Was den Inhalt dieser 85 Canones betrifft, so beziehen sich nur wenige derselben auf die christlichen Laien, die allermeisten auf den Klerus, namentlich auf die Bischöfe, Priester und Diakonen; es wird in ihnen festgesetzt, welche Eigenschaften vom Empfang der genannten Ordines ausschließen, welche Sünden die Ausstoßung aus dem Klerus nach sich ziehen, in welcher Weise die hierarchischen Personen, zumal die Bischöfe ihres Amtes zu walten, was sie zu thun, was sorglich zu meiden haben u. s. w. — Viele dieser Canones sind unstreitig sehr alt, gewiß manche in der That apostolischen Ursprunges: nicht wenige scheinen aus den ersten sechs Büchern der apostolischen Constitutionen entnommen, andere Beschlüsse älterer Synoden zu sein. Nach Drey wären einzelne Canones aus den Akten der Concilien von Nicäa und Antiochia (341), ja sogar aus denen der allgemeinen Concilien von Ephesus (431) und Chalcedon (451) entlehnt; allein schon Bickel und neuestens Hefele (Conciliengesch. Bd. I. S. 771 ff.) haben gegen diese Annahme gewichtige Bedenken erhoben: jedenfalls bleibt noch sehr problematisch. was Drey behauptete, daß nämlich die erste Sammlung apostolischer Canonen (die fünfzig des Dionysius) erst nach der Mitte des fünften, die andere (die 35 späteren Nummern enthaltend) erst zu Anfang des sechsten Jahrhunderts entstanden sei.
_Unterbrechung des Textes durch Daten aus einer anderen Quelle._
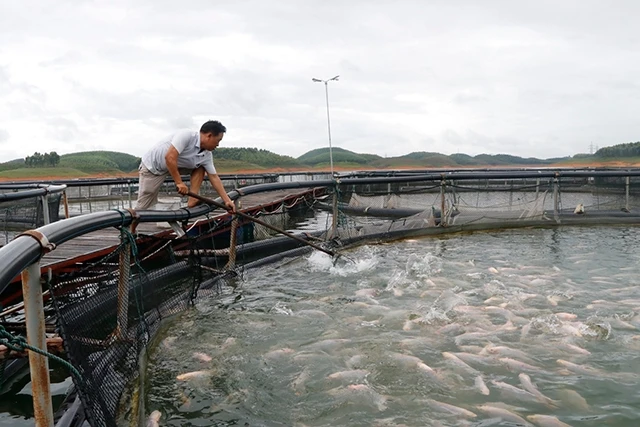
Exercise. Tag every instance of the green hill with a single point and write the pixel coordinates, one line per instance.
(321, 156)
(100, 161)
(230, 160)
(255, 156)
Gedruckt erschienen die 50 Canonen der Dionysianischen Sammlung zuerst im Jahr 1523 (Merlin’sche Concilien-Sammlung); 1531 sodann gab Haloander und 1561 Hervetius den griechischen Tert (in 84 statt 85 Nummern) heraus, der sich gleich dem lateinischen auch in den Conciliensammlungen von Halduin (I. Bd.) und Mansi (I Bd.) findet. Auch Hefele hat in einem Anhang zum I. Band seiner Concilien-Geschichte den griechischen und lateinischen Text der apostolischen Canonen — und zwar in 85 Nummern zerfällt — aufgenommen. Unserer deutschen Übersetzung liegt der griechische Text und dessen Eintheilung nach der Ausgabe von Cotelier zu Grunde.

 

3. Zur Beachtung.

Es wurde schon oben S. 13 bemerkt, daß die apostolischen Canonen in den Codices der apostolischen Constitutionen regelmaßig in 76 Nummern, anderwärts bald in 84, bald in 85 Nummern zerfällt sind. Bei der Citation hat man auf diesen Unterschied in der Zählung zu achten.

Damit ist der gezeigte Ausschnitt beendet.